O prefeito de Cuiabá Emanuel Pinheiro (MDB) sancionou a lei de autoria do vereador Marcelo Bussiki (PSB), de projeto subsescrito por todos os parlamentares, para que os templos religiosos que funcionam em imóveis cedidos ou locados sejam isentos do pagamento do Imposto Predial e Territorial Urbano (IPTU). A lei nº 473 foi publicada no Diário Oficial que circulou na última semana.
Na prática, a lei amplia a isenção já assegurada no artigo n° 150 da Constituição Federal, que concede imunidade tributária de impostos sobre templos de qualquer culto, mas não incluía os templos que funcionam em imóveis que não sejam próprios.
De acordo com Bussiki, a isenção aos templos religiosos é necessária, pois essas entidades desempenham um papel relevante, através de ações sociais e humanitárias, em locais do Município onde o Poder Público não se faz presente de maneira mais eficiente.
“A Constituição já dá a igrejas e templos religiosos a garantia dessa imunidade tributária e não há motivos para que esse direito não seja ampliado para os imóveis locados. Entendo que as ações que as igrejas e templos religiosos realizam são enormes. Todos os líderes religiosos salvam vidas através de inúmeras ações sociais”, afirmou Bussiki.
Apesar de sancionada, a lei passa a vigorar em 2020, por se tratar de matéria tributária. Têm direito à isenção os imóveis comprovadamente cedidos ou locados aos templos religiosos, independentemente da denominação, que exerçam suas finalidades essenciais, como a celebração de cultos religiosos e de apoio à população em geral.
Pode se beneficiar o templo religioso que possuir inscrição no CNPJ da denominação, apresentar estatuto e ata de posse da atual diretoria e apresentar cópia do contrato de locação ou comodato que conste cláusula transferindo ao locatário ou comodatário a responsabilidade pelo pagamento do IPTU.

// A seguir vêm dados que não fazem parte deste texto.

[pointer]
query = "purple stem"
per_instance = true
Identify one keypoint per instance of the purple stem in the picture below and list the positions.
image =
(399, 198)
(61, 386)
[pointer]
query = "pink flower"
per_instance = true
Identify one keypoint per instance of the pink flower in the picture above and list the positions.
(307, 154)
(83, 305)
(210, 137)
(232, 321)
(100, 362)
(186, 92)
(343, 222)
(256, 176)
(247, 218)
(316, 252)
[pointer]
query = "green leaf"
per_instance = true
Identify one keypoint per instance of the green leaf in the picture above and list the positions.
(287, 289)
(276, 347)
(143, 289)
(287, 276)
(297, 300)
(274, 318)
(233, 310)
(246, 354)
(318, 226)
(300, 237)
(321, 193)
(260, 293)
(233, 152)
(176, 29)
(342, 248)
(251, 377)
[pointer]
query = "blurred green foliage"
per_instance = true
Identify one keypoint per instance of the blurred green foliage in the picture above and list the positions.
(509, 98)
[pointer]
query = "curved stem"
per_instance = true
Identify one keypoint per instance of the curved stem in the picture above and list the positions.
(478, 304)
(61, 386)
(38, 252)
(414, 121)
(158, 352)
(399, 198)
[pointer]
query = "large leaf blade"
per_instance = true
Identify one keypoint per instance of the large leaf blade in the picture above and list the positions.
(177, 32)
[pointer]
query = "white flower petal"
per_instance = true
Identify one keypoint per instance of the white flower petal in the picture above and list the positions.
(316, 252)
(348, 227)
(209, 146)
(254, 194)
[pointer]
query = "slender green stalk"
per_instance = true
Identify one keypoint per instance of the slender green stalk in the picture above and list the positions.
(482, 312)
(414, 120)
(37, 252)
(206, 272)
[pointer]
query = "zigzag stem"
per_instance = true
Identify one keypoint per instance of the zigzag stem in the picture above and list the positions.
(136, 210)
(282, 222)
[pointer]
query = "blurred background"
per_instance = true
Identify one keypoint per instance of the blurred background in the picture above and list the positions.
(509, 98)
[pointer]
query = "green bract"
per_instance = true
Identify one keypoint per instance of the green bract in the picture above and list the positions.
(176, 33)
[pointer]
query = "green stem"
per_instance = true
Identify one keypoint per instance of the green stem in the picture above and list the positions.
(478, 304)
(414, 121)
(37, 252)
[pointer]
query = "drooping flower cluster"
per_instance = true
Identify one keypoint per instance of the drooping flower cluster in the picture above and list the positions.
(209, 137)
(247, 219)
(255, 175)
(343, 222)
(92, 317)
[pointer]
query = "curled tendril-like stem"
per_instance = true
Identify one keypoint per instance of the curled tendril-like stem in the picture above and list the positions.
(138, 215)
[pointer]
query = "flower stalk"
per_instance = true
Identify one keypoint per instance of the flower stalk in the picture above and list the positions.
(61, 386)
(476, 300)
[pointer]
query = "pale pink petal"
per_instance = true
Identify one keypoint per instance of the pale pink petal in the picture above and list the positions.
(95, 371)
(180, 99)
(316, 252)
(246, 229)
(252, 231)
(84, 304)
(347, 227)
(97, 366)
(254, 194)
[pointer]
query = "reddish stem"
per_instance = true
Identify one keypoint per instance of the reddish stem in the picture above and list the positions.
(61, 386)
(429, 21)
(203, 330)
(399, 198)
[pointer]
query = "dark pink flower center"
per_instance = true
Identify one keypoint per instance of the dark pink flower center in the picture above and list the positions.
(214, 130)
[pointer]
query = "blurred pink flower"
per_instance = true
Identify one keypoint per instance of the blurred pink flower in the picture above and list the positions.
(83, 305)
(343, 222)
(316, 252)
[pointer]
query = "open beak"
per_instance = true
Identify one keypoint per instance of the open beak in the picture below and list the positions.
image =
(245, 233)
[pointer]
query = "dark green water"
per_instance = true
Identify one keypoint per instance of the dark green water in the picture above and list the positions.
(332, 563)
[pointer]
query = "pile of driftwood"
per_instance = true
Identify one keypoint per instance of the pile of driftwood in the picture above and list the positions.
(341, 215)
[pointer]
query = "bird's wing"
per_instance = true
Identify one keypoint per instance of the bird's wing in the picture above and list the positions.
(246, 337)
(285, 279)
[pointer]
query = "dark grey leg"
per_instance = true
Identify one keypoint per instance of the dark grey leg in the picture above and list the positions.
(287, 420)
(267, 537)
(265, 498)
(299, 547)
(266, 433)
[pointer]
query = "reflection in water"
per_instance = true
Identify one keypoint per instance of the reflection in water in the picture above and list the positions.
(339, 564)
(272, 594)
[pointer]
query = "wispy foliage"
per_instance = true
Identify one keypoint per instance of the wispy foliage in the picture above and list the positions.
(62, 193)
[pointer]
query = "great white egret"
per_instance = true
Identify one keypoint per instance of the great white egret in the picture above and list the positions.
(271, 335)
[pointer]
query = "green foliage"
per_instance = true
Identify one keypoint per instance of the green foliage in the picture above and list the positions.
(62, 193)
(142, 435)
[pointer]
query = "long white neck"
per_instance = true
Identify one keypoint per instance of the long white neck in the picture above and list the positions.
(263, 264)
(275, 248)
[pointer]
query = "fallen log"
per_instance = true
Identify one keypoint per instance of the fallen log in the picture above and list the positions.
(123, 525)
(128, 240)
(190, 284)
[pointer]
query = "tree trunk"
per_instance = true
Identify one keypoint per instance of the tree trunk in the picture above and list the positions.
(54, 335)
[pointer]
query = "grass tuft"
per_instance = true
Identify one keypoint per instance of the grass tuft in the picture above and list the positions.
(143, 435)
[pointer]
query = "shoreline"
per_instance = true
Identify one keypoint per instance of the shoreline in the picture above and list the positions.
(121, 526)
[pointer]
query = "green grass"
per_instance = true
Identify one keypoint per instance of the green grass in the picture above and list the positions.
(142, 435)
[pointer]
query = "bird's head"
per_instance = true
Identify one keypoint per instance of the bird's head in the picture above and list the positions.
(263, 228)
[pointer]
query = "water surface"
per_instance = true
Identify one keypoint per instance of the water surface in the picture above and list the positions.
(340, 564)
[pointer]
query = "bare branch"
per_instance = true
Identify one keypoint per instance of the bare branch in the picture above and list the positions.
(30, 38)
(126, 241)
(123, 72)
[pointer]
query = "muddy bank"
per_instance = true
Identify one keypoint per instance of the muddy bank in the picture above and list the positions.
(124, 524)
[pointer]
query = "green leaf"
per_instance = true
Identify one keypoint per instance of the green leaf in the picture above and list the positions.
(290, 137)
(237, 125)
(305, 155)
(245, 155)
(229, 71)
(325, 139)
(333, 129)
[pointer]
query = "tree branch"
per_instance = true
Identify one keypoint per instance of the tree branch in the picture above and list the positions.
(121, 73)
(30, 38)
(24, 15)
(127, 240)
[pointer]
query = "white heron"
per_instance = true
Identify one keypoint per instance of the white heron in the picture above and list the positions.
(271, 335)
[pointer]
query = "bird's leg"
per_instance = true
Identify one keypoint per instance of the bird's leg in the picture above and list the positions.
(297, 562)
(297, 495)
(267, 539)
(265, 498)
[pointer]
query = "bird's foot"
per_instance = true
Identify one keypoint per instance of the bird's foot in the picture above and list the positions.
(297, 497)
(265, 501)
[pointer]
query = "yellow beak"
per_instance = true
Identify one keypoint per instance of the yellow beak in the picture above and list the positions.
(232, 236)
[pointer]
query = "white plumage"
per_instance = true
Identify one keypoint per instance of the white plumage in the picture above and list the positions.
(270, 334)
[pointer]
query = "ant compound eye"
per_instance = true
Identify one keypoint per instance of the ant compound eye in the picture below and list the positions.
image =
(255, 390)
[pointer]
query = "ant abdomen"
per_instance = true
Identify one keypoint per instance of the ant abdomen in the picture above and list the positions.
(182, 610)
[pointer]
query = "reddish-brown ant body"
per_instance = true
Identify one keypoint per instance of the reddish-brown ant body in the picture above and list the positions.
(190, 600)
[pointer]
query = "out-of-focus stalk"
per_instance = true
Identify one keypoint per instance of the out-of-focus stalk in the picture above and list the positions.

O requerimento para concessão da isenção deverá ser protocolado anualmente, até o último dia útil do mês de dezembro de cada exercício, sob pena de perda do benefício fiscal no ano seguinte. Em casos em que o beneficiário sublocar o imóvel, dar outra finalidade de uso para o imóvel, ou prestar informações falsas ou incorretas, a isenção será suspensa imediatamente.
Além destes, outros procedimentos administrativos para concessão da isenção estarão previstos em decreto que deverá ser publicado para dar validade à lei.